Testing offline¶
Every graph that talks to a model can be tested without keys or network via
teff.testing. It ships two layers:
FakeLLM— a deterministic node you put in place ofLLMin a programmatically-built graph.mock_llm— a pytest fixture that patches the harness transport so realLLM/ReActAgentnodes (including YAML-loaded workflows) answer with canned text.
FakeLLM — deterministic graphs¶
Build a graph whose model step always returns the same string:
import asyncio
from teff.graph import Graph
from teff.testing import FakeLLM
g = Graph(
nodes={"answer": FakeLLM({"prompt": "hi {name}", "content": "hello {name}"})},
edges=[],
entry_point="answer",
)
result = asyncio.run(g.run(state={"name": "Ana"}))

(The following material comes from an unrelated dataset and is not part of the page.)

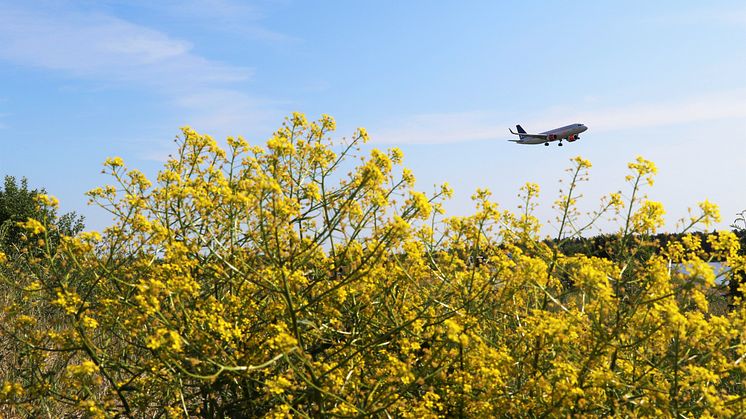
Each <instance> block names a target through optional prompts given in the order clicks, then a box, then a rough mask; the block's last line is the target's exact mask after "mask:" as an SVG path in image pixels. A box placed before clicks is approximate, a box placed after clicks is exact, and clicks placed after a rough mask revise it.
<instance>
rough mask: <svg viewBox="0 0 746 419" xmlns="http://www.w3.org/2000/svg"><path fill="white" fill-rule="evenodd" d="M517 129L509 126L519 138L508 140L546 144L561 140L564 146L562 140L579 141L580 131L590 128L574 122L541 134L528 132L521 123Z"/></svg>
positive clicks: (582, 124)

assert result["output"] == "hello Ana"
FakeLLM renders system / prompt templates and writes the reply under
output_key (default "output"). content may itself use {key}
placeholders.
mock_llm — real nodes, no network¶
The mock_llm fixture intercepts Harness so the real LLM node runs its
full pipeline (tool calling, structured output, streaming) against canned
responses. It returns a MockLLM with:
content— the text every reply carries (adjust it mid-test).tool_calls— optional structured tool calls to attach.calls— the request bodies sent, for asserting on prompts/models.

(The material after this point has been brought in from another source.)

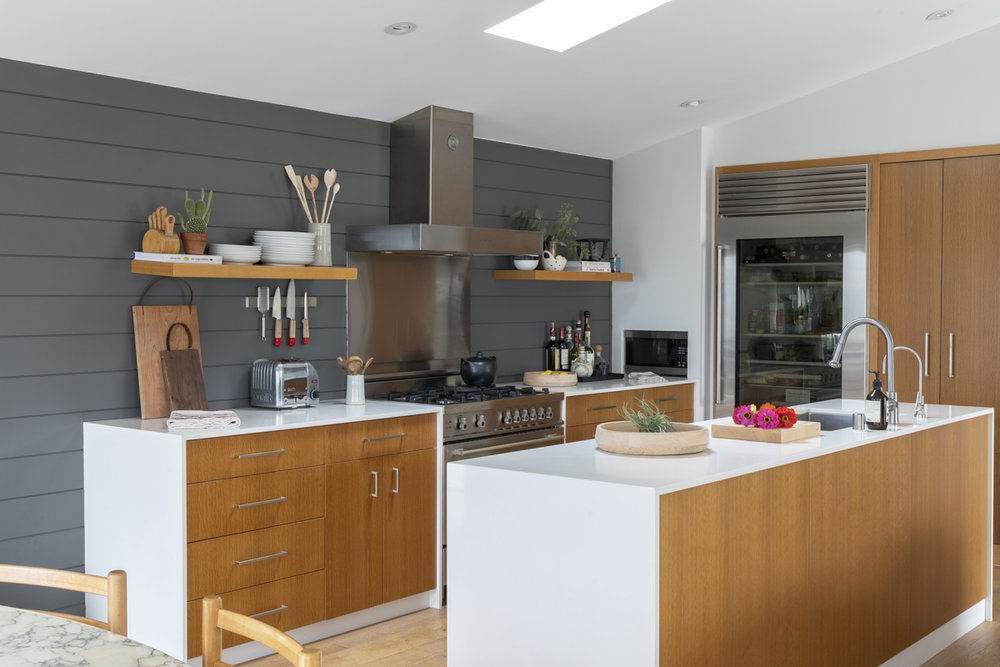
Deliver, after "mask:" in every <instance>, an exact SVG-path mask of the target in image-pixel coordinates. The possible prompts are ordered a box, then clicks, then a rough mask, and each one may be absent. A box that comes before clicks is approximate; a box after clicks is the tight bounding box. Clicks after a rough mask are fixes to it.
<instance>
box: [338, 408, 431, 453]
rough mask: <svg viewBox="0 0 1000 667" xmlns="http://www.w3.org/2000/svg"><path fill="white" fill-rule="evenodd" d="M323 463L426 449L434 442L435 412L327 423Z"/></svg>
mask: <svg viewBox="0 0 1000 667" xmlns="http://www.w3.org/2000/svg"><path fill="white" fill-rule="evenodd" d="M325 430H326V462H327V463H339V462H341V461H352V460H354V459H364V458H369V457H371V456H383V455H386V454H400V453H402V452H413V451H416V450H419V449H428V448H430V447H434V446H435V445H436V444H437V434H436V431H437V415H433V414H428V415H414V416H412V417H395V418H393V419H374V420H370V421H362V422H352V423H349V424H337V425H336V426H328V427H326V428H325Z"/></svg>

from teff.provider import ProviderRegistry
async def test_flow(mock_llm):
mock_llm.content = "42"
g = Graph(
nodes={
"a": LLM(
{
"model": "gpt-4",
"prompt": "calc",
"output_key": "answer",
"provider": "openai",
}
)
},
edges=[],
entry_point="a",
providers=ProviderRegistry.from_presets("openai"),
)
result = await g.run(state={})
assert result["answer"] == "42"
assert mock_llm.calls[0]["model"] == "gpt-4"
Structured output works too — feed the fixture a valid JSON string via
canned_json:
from teff.testing import canned_json
mock_llm.content = canned_json({"answer": 42, "ok": True})
teff.testing is registered as a pytest11 entry point, so mock_llm is
available in any downstream test suite without a conftest.py.